Get Outdoors Day to Connect People to Healthy, Active, Outdoor Fun on June 13

The following press release was published by the U.S. Department of the Interior, National Park Service on May 29, 2015. It is reproduced in full below.

VANCOUVER, WA -Experience free outdoor activities and family fun at the annual National Get Outdoors Day (GO Day) and Brigade Encampment on Saturday, June 13, 2015 from 10 a.m. to 3 p.m. at Fort Vancouver National Historic Site, located at 1115 East Fifth Street in Vancouver, Washington.

Held on public lands across the country, GO Day is a free family event promoting healthy, active, outdoor fun. The event's primary goal is to connect first-time visitors, underserved populations, people interested in planning an outdoor adventure, and youth to the opportunities available in the great outdoors and in public lands.

The event will offer a mix of information centers and active fun areas-places where guests-and especially kids-can, fish, pitch a tent, ride a bike, become a junior ranger, and more. The event will also provide photo opportunities with characters like Smokey Bear, Woodsy Owl, Ranger Rick, and many of their furry and feathered friends.

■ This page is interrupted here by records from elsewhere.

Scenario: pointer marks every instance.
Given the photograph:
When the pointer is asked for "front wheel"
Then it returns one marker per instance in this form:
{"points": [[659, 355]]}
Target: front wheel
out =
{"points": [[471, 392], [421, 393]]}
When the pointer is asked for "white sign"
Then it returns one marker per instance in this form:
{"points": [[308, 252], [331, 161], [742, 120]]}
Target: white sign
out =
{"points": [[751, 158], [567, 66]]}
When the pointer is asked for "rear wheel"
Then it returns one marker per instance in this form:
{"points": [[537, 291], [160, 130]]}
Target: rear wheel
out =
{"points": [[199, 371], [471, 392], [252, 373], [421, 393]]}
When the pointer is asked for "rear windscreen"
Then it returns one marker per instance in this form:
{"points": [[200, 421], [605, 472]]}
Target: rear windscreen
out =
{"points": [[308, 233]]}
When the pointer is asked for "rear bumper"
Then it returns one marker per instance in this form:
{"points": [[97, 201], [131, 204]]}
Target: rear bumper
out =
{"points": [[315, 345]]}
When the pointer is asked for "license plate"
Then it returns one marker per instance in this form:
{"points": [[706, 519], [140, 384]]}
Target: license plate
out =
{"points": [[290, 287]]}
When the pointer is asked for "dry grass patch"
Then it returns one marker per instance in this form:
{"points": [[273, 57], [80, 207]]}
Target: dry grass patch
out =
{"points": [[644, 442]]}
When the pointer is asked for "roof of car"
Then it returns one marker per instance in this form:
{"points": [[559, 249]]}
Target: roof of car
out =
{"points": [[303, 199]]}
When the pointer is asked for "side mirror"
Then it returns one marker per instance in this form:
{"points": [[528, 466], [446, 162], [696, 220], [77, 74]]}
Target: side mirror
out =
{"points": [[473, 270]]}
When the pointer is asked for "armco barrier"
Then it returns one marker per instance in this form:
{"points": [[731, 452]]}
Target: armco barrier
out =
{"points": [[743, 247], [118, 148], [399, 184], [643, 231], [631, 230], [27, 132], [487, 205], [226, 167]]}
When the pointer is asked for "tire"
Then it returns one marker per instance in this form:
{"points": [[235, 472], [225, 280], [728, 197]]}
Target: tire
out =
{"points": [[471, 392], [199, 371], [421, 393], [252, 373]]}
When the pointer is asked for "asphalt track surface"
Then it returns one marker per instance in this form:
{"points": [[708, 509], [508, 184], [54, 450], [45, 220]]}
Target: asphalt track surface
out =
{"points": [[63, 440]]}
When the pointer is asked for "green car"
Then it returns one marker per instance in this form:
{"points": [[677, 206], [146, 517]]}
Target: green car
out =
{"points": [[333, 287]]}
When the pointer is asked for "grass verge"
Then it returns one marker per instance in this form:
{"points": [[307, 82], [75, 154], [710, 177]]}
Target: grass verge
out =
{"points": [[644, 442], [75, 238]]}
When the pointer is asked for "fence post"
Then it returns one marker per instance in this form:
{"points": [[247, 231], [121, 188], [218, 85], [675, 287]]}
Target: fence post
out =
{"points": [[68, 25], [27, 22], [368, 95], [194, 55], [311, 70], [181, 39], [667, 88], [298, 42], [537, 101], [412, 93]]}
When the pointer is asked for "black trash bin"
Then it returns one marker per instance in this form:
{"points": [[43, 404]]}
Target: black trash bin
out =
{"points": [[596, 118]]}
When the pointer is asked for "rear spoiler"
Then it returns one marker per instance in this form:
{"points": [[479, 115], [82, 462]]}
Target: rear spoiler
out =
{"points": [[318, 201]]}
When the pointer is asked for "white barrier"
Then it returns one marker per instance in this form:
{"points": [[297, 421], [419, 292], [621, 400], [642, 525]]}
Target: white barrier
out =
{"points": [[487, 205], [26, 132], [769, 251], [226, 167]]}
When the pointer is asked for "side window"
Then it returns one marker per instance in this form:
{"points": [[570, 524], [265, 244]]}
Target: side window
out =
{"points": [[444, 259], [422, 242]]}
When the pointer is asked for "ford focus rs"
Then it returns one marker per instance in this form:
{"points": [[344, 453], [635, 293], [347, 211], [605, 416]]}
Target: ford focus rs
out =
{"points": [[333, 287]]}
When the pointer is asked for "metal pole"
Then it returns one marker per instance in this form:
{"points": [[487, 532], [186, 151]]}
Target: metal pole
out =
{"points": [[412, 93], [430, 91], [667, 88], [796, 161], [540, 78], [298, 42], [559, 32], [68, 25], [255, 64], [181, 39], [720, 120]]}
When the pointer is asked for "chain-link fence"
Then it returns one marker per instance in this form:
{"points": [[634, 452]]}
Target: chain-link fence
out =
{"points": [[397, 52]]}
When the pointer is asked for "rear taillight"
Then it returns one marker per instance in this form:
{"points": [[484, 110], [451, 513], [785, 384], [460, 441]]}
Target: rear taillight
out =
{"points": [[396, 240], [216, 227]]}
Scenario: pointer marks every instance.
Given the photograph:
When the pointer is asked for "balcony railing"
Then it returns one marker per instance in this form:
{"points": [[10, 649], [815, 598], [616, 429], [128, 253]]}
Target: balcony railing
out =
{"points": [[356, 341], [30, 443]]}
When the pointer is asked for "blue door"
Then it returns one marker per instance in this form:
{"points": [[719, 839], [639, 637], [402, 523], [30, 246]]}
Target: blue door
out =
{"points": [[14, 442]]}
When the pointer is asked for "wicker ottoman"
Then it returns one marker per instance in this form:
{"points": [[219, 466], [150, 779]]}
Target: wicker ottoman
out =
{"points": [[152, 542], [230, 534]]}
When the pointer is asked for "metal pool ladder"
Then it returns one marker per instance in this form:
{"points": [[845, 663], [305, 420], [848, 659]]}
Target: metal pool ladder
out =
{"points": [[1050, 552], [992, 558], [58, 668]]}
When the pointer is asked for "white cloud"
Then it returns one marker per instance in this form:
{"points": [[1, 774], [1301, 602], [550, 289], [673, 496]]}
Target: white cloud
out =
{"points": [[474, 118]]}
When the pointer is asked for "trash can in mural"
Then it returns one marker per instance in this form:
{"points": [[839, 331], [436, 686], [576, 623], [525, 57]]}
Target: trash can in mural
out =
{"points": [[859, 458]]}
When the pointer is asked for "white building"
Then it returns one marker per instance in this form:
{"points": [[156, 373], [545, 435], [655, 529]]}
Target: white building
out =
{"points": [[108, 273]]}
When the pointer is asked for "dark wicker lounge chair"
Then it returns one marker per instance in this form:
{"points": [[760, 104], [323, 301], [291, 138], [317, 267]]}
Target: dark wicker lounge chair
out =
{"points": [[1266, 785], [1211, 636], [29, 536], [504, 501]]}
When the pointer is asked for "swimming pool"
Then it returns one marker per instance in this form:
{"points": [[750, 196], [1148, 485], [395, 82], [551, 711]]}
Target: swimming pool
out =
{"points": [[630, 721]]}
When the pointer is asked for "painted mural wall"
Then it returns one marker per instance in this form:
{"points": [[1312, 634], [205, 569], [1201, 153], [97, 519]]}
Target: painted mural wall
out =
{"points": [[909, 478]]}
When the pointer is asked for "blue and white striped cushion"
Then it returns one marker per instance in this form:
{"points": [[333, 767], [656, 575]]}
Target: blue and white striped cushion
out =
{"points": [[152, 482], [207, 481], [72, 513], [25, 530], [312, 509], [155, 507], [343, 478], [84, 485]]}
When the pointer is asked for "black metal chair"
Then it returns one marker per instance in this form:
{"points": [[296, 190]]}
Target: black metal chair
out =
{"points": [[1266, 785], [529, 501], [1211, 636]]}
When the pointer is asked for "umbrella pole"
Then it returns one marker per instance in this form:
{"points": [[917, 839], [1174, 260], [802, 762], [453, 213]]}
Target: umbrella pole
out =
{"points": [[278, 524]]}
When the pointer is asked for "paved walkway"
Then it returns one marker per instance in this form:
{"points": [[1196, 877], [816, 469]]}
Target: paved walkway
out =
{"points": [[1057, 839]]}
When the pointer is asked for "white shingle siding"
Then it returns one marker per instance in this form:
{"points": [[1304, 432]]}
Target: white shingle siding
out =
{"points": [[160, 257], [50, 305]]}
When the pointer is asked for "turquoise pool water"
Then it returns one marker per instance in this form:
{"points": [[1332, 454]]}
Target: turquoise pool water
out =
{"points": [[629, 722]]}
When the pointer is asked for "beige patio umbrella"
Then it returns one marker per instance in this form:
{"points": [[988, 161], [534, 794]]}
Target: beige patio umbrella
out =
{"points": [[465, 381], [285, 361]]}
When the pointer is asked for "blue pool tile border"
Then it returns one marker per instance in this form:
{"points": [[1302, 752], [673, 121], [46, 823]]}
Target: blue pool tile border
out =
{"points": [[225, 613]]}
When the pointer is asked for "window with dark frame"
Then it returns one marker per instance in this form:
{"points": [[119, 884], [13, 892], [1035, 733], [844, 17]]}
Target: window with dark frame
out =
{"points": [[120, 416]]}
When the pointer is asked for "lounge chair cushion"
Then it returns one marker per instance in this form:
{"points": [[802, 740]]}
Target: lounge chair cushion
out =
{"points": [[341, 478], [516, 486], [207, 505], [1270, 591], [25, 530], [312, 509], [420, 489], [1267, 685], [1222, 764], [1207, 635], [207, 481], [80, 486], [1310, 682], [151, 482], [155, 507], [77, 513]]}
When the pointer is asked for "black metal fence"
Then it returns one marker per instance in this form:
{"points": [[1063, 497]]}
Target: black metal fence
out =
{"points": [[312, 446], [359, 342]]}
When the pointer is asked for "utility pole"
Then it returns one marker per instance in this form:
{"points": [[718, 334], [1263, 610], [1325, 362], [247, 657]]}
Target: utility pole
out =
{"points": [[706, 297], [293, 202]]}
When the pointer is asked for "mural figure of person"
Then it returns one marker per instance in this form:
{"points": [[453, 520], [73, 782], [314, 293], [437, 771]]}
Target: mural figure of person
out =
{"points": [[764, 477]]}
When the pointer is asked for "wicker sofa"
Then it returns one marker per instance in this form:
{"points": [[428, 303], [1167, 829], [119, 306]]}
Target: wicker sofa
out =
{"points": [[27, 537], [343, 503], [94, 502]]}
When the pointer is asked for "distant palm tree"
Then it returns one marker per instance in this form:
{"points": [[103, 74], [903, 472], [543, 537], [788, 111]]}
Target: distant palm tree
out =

In 2015, GO Day will bring over 50 city, county, federal, non-profit, and outdoor-based organizations and businesses together to introduce the public to fun outdoor activities. Partners include the US Forest Service, City of Vancouver, Clark County, National Park Service, Vancouver-Clark Parks and Recreation, Second Step Housing, and the Parks Foundation of Clark County. Of the 138 official GO Day sites across the nation, GO Day at Fort Vancouver National Historic Site is the second largest, with over 5,000 people participating annually.

"This event is a great way to learn about the opportunities available for recreation and fun in our public lands," said Superintendent Tracy Fortmann. "As we begin to celebrate the centennial of the National Park Service, it is especially significant that we host GO Day here, in a national park. We all hope to connect people to parks and public lands, and help them find their park--whether it is operated by a city, county, state, federal government, non-profit, or other organization."

At the National Park Service's annual Brigade Encampment, a component of GO Day, costumed reenactors will portray the jovial return of the nineteenth century Hudson's Bay Company's fur brigades to Fort Vancouver, with a focus on how day-to-day survival skills of trappers in the 1840s have become recreational pursuits today, and how our relationships to the natural world have changed over time.

During the encampment, attendees can sign a replica Hudson's Bay Company contract, throw a trade ax, challenge a voyageur to a game of Cat and Mouse, observe cooking and beading techniques, enjoy music and dance from the era, and witness historic weapons firing demonstrations. While seen as recreational activities today, many outdoor hobbies were survival skills and fundamental to a life of fur trapping in the 1840s.